Errare, nella lingua italiana, è verbo dell’andare e dello sbagliare. Ora, non sappiamo cosa avesse in mente l’intelligenza collettiva per giungere - aggiustando lungo il tempo la parola con la lima dell’uso e dell’invenzione - a un risultato tanto poetico, ma siamo sicuri che Daniele Vazquez sia grande estimatore del potere polisemico appena evocato, e ad esso confidiamo che anche il lettore voglia affidarsi per procedere nelle pagine successive, per scoprirne e apprezzarne la sorprendente complessità.

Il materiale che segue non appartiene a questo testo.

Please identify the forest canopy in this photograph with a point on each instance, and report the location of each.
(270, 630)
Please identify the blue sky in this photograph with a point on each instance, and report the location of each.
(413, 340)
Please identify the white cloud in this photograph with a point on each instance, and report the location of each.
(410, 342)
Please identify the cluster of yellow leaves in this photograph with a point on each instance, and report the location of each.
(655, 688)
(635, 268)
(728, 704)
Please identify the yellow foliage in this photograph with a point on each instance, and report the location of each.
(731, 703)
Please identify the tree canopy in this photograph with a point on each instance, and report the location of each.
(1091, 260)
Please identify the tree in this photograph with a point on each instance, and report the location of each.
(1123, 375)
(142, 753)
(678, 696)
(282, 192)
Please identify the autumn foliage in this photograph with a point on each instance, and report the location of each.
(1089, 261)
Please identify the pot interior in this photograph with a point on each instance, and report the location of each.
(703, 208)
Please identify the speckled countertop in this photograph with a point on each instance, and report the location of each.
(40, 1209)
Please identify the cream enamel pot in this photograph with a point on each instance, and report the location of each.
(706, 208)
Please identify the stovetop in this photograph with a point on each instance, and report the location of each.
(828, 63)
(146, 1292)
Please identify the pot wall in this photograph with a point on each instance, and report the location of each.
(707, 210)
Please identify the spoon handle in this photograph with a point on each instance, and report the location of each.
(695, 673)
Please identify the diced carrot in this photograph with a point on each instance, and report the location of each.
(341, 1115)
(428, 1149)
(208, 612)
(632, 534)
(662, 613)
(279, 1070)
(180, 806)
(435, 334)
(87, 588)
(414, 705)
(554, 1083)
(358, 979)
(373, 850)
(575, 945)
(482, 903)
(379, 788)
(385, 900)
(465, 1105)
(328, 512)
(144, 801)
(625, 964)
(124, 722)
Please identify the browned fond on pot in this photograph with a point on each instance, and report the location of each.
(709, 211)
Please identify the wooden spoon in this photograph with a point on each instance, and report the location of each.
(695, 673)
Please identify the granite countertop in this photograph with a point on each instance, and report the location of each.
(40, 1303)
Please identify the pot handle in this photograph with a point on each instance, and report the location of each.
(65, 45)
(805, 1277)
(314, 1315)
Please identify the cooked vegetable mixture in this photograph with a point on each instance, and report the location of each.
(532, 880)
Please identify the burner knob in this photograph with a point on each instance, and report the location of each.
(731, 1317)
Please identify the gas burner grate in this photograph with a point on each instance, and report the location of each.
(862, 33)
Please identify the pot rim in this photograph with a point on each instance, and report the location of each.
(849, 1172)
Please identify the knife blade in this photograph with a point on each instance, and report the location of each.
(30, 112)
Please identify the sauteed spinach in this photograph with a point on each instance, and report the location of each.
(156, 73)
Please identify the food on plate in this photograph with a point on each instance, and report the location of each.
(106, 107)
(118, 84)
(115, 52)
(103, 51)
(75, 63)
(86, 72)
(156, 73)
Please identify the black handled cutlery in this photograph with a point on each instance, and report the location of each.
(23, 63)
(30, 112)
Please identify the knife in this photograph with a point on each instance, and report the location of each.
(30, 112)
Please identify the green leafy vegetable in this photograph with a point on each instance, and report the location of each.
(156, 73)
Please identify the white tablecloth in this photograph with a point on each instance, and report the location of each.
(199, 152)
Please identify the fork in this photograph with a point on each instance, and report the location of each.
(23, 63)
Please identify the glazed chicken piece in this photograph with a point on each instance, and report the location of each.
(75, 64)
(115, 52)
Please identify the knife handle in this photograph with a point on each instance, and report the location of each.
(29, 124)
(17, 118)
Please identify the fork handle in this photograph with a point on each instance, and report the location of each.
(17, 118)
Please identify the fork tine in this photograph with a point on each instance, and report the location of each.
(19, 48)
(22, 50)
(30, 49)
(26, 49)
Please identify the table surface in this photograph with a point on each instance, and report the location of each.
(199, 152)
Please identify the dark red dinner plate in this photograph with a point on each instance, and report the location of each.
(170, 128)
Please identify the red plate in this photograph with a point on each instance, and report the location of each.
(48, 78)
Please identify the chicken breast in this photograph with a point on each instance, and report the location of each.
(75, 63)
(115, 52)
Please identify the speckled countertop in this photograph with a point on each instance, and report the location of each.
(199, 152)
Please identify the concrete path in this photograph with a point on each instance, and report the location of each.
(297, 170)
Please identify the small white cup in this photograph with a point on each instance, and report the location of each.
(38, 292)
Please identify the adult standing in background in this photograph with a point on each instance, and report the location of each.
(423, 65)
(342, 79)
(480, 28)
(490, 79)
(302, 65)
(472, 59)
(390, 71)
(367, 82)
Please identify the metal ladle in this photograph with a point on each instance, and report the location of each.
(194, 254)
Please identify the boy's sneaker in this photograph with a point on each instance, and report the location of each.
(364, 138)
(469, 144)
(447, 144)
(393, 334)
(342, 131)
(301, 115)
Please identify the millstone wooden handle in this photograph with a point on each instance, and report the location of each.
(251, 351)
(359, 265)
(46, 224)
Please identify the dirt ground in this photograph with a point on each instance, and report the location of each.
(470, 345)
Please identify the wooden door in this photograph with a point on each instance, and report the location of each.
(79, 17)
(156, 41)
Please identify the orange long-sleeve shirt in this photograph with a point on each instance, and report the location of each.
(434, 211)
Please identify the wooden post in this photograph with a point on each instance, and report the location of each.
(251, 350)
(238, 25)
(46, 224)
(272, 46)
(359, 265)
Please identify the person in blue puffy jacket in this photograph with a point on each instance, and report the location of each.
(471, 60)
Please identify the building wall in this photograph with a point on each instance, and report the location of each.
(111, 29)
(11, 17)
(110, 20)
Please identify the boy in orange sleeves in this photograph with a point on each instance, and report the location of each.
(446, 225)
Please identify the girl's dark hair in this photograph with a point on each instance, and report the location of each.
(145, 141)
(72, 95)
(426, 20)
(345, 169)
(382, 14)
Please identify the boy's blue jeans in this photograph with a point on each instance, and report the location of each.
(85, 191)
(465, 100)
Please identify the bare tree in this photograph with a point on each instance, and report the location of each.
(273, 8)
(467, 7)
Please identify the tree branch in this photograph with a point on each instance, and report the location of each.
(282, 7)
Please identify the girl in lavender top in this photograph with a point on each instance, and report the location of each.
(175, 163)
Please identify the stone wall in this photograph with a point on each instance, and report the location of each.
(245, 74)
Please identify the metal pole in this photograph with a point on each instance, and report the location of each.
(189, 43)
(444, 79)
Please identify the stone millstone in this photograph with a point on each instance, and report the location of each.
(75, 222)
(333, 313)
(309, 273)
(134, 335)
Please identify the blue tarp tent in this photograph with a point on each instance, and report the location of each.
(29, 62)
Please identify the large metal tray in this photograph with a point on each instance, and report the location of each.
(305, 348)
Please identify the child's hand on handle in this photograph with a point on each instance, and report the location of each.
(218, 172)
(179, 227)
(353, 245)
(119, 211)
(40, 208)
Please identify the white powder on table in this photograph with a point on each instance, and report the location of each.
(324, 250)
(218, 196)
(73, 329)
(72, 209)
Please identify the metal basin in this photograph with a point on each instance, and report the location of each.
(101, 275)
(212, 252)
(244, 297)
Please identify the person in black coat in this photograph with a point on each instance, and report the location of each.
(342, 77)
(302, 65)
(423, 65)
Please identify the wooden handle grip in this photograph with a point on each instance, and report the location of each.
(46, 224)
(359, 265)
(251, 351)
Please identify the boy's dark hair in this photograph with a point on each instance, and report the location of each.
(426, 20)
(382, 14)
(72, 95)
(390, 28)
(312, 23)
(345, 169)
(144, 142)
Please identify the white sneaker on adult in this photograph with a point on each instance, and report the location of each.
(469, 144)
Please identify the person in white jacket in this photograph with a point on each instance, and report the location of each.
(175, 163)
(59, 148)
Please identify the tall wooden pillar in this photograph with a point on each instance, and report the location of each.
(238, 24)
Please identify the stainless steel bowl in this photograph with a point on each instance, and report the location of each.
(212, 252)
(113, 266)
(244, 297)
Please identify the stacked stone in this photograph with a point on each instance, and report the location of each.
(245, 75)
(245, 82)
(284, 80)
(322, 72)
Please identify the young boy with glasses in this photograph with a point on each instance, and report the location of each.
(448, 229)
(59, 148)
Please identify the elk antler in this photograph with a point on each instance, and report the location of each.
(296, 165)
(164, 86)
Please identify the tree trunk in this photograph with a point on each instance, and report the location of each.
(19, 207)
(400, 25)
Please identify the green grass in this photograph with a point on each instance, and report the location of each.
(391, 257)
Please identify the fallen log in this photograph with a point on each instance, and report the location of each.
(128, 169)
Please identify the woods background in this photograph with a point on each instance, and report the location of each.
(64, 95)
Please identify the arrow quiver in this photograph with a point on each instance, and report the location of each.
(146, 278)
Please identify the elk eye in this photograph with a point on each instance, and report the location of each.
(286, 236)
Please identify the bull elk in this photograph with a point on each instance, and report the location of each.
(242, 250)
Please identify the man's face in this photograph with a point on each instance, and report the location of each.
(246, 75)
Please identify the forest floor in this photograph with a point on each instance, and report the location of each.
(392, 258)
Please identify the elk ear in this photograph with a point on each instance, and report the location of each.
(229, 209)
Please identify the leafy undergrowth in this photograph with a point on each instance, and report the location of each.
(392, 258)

            Si tratta di pagine concettualmente densissime che, nondimeno, procedono con la leggerezza del racconto: errano seguendo un loro labirintico, affascinante ordine interno fino a comporre un libro di rara fattura intellettuale – e con un titolo non a caso sbagliato, ché di manuale qui c’è soltanto la prensilità del volume. Per tutto il resto, nella sua architettura composita e vitale, nel costituire un insieme unico di voci e vie seguendo le quali risulta tanto piacevole perdersi, lo scritto è un organismo. Meglio, il libro si fa città. L’oggetto di studio per eccellenza, insomma, di quella scienza propriamente erratica che è la psicogeografia.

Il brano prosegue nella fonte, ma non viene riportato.